What Makes System Calls Expensive: A Linux Internals Deep Dive

anonymousiam · 2025-09-20T16:50:25 1758387025

On a secure system (not serving to the Internet, and all trusted local users), you can add "mitigations=off" to greatly improve performance.

https://fosspost.org/disable-cpu-mitigations-on-linux

abnercoimbre · 2025-09-21T03:46:56 1758426416

This depends on the CPU. From the article you linked:

> some CPUs like those in the AMD 7000 series can actually give a worse performance if mitigations are turned off.

Due diligence!

pengaru · 2025-09-20T16:12:14 1758384734

Linux used to deliver relatively low syscall overhead esp. on modern aggressively speculating CPUs.

But after spectre+meltdown mitigations landed it felt like the 1990s all over again where syscall overhead was a huge cost relative to the MIPS available.

blakepelton · 2025-09-20T14:43:08 1758379388

The article quotes the Intel docs: "Instruction ordering: Instructions following a SYSCALL may be fetched from memory before earlier instructions complete execution, but they will not execute (even speculatively) until all instructions prior to the SYSCALL have completed execution (the later instructions may execute before data stored by the earlier instructions have become globally visible)."

More detail here would be great, especially using the terms "issue" and "commit" rather than execute.

A barrier makes sense to me, but preventing instructions from issuing seems like too hard of a requirement, how could anyone tell?

eigenform · 2025-09-21T01:27:01 1758418021

> preventing instructions from issuing seems like too hard of a requirement

If this were the case, you could perform SYSCALL in the shadow of a mispredicted branch, and then try to use it to leak data from privileged code.

When the machine encounters an instruction that changes privilege level, you need to validate that you're on a correct path before you start scheduling and executing instructions from another context. Otherwise, you might be creating a situation where instructions in userspace can speculatively influence instructions in the kernel (among probably many other things).

That's why you typically make things like this drain the pipeline - once all younger instructions have retired, you know that you're on a correct [not-predicted] path through the program.

edit: Also, here's a recent example[^1] of how tricky these things can be (where SYSCALL isn't even serializing enough to prevent effects in one privilege level from propagating to another)

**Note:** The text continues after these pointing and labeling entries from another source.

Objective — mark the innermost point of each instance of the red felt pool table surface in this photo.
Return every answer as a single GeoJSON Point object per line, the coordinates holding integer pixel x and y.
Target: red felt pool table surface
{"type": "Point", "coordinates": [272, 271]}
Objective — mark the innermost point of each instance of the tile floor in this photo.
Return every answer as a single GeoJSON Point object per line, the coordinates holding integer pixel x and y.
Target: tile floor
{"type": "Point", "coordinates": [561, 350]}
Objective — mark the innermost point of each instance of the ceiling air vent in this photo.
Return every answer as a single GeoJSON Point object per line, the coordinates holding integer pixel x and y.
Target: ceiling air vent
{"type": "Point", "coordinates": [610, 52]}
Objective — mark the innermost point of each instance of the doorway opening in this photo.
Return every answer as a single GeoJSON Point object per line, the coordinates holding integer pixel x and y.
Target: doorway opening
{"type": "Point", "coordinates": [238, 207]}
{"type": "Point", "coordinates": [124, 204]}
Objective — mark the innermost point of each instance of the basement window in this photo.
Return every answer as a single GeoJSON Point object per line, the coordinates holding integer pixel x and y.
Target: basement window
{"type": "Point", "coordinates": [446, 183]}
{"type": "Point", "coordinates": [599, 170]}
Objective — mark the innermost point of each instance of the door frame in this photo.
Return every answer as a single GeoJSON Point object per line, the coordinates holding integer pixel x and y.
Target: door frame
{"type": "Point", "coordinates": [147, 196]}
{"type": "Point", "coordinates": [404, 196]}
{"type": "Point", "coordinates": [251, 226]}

[^1]: https://comsec.ethz.ch/wp-content/files/bprc_sec25.pdf

convolvatron · 2025-09-20T17:33:59 1758389639

it might have more to do with the difficult in separating out the contexts of the two execution streams across the rings. someone may have looked at the cost and complexity of all that accounting and said 'hell no'

blakepelton · 2025-09-20T21:06:15 1758402375

Yeah, I would probably say the same. It is a bit strange to document this as part of the architecture (rather than leaving it open as a potential future microarchitectural optimization). Is there some advantage an OS has knowing that the CPU flushes the pipeline on each system call?

BobbyTables2 · 2025-09-20T19:15:30 1758395730

And given Intel’s numerous speculation related vulnerabilities, it must have been quite a rare moment!!!

codedokode · 2025-09-20T23:05:37 1758409537

Is it that difficult, add a "ring" bit to every instruction in instruction queue? Sorry I never made a OoO CPU before.

codedokode · 2025-09-20T22:55:39 1758408939

There are so many extra steps, obviously the CPU is designed for legacy monolithic OS like Windows which uses syscalls rarely and would work slowly with much safer and better, than Windows, microkernels.

For example, why bother saving userspace registers? Just zero them out to prevent leaks. Ideally with a single instruction.